This post has been mulling around in my mind for a while now, but a question asked by a fellow OU Systems Thinking in Practice (STiP) alumni, précised as “Are there other Systems Thinking methods are out there that we could look at?”, has encouraged me to finally put finger to keyboard.
My question in return is “What counts as a Systems Thinking approach, method or tool?”
In fact it raises the whole subject of categorisation which may have been covered on the Open University course B823: Knowledge Management, but sadly it’s no longer running and so I can’t study it having instead to scratch around this area trying to find little nuggets that might help my understanding.

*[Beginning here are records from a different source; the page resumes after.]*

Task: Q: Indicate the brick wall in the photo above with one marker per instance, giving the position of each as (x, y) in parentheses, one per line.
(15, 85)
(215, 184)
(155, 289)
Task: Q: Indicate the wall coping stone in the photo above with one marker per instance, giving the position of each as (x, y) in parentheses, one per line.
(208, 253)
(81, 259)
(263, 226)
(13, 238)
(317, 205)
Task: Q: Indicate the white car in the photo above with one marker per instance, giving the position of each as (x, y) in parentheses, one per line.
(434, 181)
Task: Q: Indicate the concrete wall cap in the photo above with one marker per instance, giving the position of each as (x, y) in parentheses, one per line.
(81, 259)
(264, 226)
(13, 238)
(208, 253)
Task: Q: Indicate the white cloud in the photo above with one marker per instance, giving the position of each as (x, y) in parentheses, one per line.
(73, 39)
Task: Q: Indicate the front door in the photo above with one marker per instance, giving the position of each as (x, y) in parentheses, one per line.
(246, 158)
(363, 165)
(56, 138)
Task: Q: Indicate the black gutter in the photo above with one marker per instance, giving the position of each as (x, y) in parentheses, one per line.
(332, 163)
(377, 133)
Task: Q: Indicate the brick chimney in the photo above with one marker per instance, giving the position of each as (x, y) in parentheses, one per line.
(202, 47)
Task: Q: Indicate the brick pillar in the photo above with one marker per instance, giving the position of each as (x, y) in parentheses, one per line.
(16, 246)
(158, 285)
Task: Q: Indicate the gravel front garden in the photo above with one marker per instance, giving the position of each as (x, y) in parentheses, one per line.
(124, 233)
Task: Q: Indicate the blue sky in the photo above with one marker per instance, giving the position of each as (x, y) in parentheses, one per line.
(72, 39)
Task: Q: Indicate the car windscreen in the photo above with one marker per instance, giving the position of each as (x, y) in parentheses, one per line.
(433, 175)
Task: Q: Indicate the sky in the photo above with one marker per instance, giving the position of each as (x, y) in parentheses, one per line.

Categorising things can work well when the world is pretty static but, well, that isn’t really the case these days. But it’s not just the change of things, its the change of about their properties and value to us.
Our previous IT Director used to bemoan the fact that there wasn’t a “killer app” for the Blackberry that he felt was needed to drive adoption, yet it was the device itself that had become compelling, the “killer app” if you like. I’d suggest suspect that in his mind he was looking to classify his Blackberry under some sort of category that he had such as “It does one thing better than anything else” but hadn’t recognised that it was a category that was no longer valid.
Is it “A” or is it “B”?
I say this because I find a lot of my time is spent answering questions where people want something categorising (and furthermore categorising simply). As schoolchildren we’re taught about Venn diagrams, and we’re used to putting items into the appropriate “bucket”, usually on a simple basis like: If it XXX then it goes in “C”. And yes, there may be times when something could be an “A” and a “B”, and we have a place for that too.
Our world is getting too complicated for this though, I’ve posted before with comments about complex rules, and how IT is developing in this area. As the area of “Big Data” starts to deliver real case studies (such as Pepsi using Big Data techniques to do a total carbon footprint analysis) we will have to get used to things not being in or out of a category, but being more likely to be “A” than “B”
In this model the information that would have been shown in a Venn diagram starts to look more as I’ve tried to depict in the picture on the right. As we try to describe an item, for example the green X, it gets mapped into the space as my example.
In some cases we already work in this way. As a private pilot the weather forecasts I use are expressed as probabilities. Physicists are now pretty comfortable working in this way, and their work is now feeding into our networking and IT world through quantum photonics, and quantum computing. It’s no wonder that a lot of physicists are turning their minds to the management problems that arise from working in this way.
One of the problems that we learn to address on the STiP modules is that there are quite often different perspectives at play, so whilst I may place my view of an item at the green “X,” all of the yellow “X”s may be equally as valid for other people, or in different circumstances
Going back to the start of this post and the question about systems thinking tools, then another part of the OU STiP course is taking tools and modifying them to fit the task you are trying to execute. If the red area, “A” in the diagram, represents the tools we learn as part as ST, I might find, say, the Viable System Model (VSM) in there.
However, I may find a tool in the blue “B” zone that the physicists are using to handle, say, complexity and I use in it a way to help me in a management issue, then I’m moving it into my ST zone.
I find this tends to present something of a problem for the “A or B” type thinkers who naturally polarise their views and decisions around a simple categorisation.
Unfortunately the world is no longer this clear cut, and we need to start thinking in ways that help us to explain the world at a certain moment in time and perspective, feeling comfortable with the ambiguity, and thus make effective decisions.
It also means that we shouldn’t give two hoots about where something has come from. As long as it works, works effectively and it does the job efficiently, then who cares.